SINGIN' IN THE RAIN is one of my go-to movies when I'm having a bad day or when I'm sad or bored. It never ceases to amaze me how wonderfully simplistic, fun, cheerful and refreshing that movie is, and after watching it I always end up singing its songs for the next two hours, from the classic "Singin' in the Rain" to the more amusing "Good Morning" or the silly "Moses Supposes" (let's not forget the incredible, physically-demanding O'Connor number "Make'em Laugh", which is awesome too).

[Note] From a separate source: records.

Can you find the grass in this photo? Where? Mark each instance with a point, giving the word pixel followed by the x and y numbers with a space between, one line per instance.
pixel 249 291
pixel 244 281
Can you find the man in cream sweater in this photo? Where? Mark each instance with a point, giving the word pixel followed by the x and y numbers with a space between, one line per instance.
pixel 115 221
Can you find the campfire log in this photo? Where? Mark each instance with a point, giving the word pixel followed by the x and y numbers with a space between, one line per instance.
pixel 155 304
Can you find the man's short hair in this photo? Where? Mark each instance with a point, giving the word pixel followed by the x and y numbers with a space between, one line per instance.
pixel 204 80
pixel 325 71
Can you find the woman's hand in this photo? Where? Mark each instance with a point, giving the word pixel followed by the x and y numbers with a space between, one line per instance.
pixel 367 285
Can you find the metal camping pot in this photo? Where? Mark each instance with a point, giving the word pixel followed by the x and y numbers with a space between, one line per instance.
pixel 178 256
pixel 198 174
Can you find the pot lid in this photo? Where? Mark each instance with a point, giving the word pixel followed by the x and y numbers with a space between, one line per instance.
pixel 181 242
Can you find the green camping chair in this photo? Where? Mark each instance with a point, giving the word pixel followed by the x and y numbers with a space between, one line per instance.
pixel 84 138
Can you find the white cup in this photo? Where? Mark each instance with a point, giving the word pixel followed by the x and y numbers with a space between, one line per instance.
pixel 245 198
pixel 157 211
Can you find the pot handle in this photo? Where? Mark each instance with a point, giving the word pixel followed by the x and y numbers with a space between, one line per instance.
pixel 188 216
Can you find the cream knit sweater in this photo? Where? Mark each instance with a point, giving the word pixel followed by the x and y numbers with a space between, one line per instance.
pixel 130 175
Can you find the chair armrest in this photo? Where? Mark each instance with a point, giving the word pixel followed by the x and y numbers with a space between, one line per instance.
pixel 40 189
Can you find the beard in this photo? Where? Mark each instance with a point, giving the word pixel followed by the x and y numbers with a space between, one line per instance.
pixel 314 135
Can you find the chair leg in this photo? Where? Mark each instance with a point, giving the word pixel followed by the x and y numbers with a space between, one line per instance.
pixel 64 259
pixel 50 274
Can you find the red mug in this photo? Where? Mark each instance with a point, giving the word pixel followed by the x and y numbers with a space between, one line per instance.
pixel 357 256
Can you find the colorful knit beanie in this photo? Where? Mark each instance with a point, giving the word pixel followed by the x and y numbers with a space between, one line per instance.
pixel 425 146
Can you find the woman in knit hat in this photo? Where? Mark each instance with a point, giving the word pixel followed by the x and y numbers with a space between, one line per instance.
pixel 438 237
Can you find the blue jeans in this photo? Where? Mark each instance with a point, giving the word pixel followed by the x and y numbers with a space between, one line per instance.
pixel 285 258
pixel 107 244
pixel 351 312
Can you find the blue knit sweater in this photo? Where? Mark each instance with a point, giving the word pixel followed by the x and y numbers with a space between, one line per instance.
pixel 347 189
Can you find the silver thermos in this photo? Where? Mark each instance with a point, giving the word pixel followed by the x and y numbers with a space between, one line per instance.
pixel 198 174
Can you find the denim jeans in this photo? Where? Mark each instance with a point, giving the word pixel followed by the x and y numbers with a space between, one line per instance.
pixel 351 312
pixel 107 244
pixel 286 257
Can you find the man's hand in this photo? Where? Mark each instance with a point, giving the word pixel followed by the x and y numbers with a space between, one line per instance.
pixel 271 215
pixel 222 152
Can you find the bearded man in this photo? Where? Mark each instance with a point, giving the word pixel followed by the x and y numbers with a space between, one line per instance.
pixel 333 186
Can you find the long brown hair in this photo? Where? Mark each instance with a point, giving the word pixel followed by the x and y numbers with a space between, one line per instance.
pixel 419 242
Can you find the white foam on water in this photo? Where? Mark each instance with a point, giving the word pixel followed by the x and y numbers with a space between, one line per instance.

Despite being lighthearted, SINGIN' IN THE RAIN is a very original product, colourful, energetic and brilliant in its bright, merry way. Most of my admiration goes to its three leads - the dazzling Gene Kelly, the fantastic Donald O'Connor and the formidable Debbie Reynolds, at the time only 19 but more than holding her own against two industry powerhouses (the little girl sings, dances and acts her socks off). They sing and dance (in spectacular fashion, I might add - some of those choreographies are too good to be true, even for 1952!) to make it look so effortless and easy... Oscar-nominated Jean Hagen's Lina Lamont completes the core cast of the movie and although her performance is kind of a one-note joke (she can't act, she can't sing, she can't dance, she's somewhat dim and annoying), it's still a very inspired take on the dumb blonde type. The rest comes from a deceptively simple but clever story about people making movies and their immense love and pride in doing what they do, even if that means having to adapt to fit the new age of an industry always developing and now starting to realise the potential of sound in film (noticing some similarities with 2012's Best Picture winner "The Artist"? Well you should; it's one of the movies that inspired it). It's a good-humored celebration of this famous transition period in Hollywood that happens to use songs to prove its point that art - and people doing it - must evolve, all the while having a blast while doing it.

As for my best shot?




Well, before I even watched the movie again to write this article I knew I'd be picking this one. It's in the final scene of the movie, when Don (Kelly) ingeniously turns the tables on Lina (Hagen) and rushes to announce Kathy (Reynolds) - who's running down the aisle crying - as the real performer. It's one of the most romantic moments in the movies and that close-up on Reynolds' face seals the deal - it gives me goosebumps, it makes me swoon, it makes me teary eyed and gooey all inside. I know it's a little bit sentimental but this truly heartwarming finale - for an already sensational movie - is just what was needed to leave the movie - and you - on a high note for the rest of the day. It's pure magic that never fails. It's just... perfect.